1. ## Proving a limit.

Here is the question:

Prove that:

lim [x -> 0+] sqrt(x) e^sin(pi / x) = 0

(for clarification, it's a right-hand limit)

What's throwing me off here is the exponent of e, sin(pi / x) since that itself is undefined, and I'm unsure how that affects the question.

My friend has said that it's equal to zero because it is all values greater than zero, limited at zero.

How could I go about proving the initial limit statement?

2. Originally Posted by Tulki
Here is the question:

Prove that:

lim [x -> 0+] sqrt(x) e^sin(pi / x) = 0

(for clarification, it's a right-hand limit)

What's throwing me off here is the exponent of e, sin(pi / x) since that itself is undefined, and I'm unsure how that affects the question.

My friend has said that it's equal to zero because it is all values greater than zero, limited at zero.

How could I go about proving the initial limit statement?
Remember that

$\lim_{x \to a}\left[f(x)\cdot g(x)\right] = \lim_{x \to a}f(x) \cdot \lim_{x \to a}g(a)$.

So

$\lim_{x \to 0^+}\sqrt{x} e^{\sin{\frac{\pi}{x}}} = \lim_{x \to 0^+}\sqrt{x} \lim_{x \to 0+}e^{\sin{\frac{\pi}{x}}}$

$= 0 \lim_{x \to 0^+}e^{\sin{\frac{\pi}{x}}}$

$= 0$.

3. The largest value sin(pi/x) can have is 1 and it's smallest value is -1, right? So the largest value that $exp(sin(pi/x))$ can take is e, and it's smallest it can take is 1/e.

Now use the squeezing theorem.

4. Originally Posted by Tulki
Here is the question:

Prove that:

lim [x -> 0+] sqrt(x) e^sin(pi / x) = 0

(for clarification, it's a right-hand limit)

What's throwing me off here is the exponent of e, sin(pi / x) since that itself is undefined, and I'm unsure how that affects the question.

My friend has said that it's equal to zero because it is all values greater than zero, limited at zero.

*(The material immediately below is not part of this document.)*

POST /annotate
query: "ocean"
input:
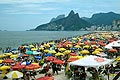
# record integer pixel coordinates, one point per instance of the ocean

How could I go about proving the initial limit statement?
Let $x = \frac{1}{t}$ and consider $\lim_{t \rightarrow + \infty} \frac{e^{\sin (\pi t) }}{\sqrt{t}}$. I suggest using the pinching (sandwich, squeeze) theorem.

5. Wow, speedy response!

Thanks, I forgot about the rule you stated initially.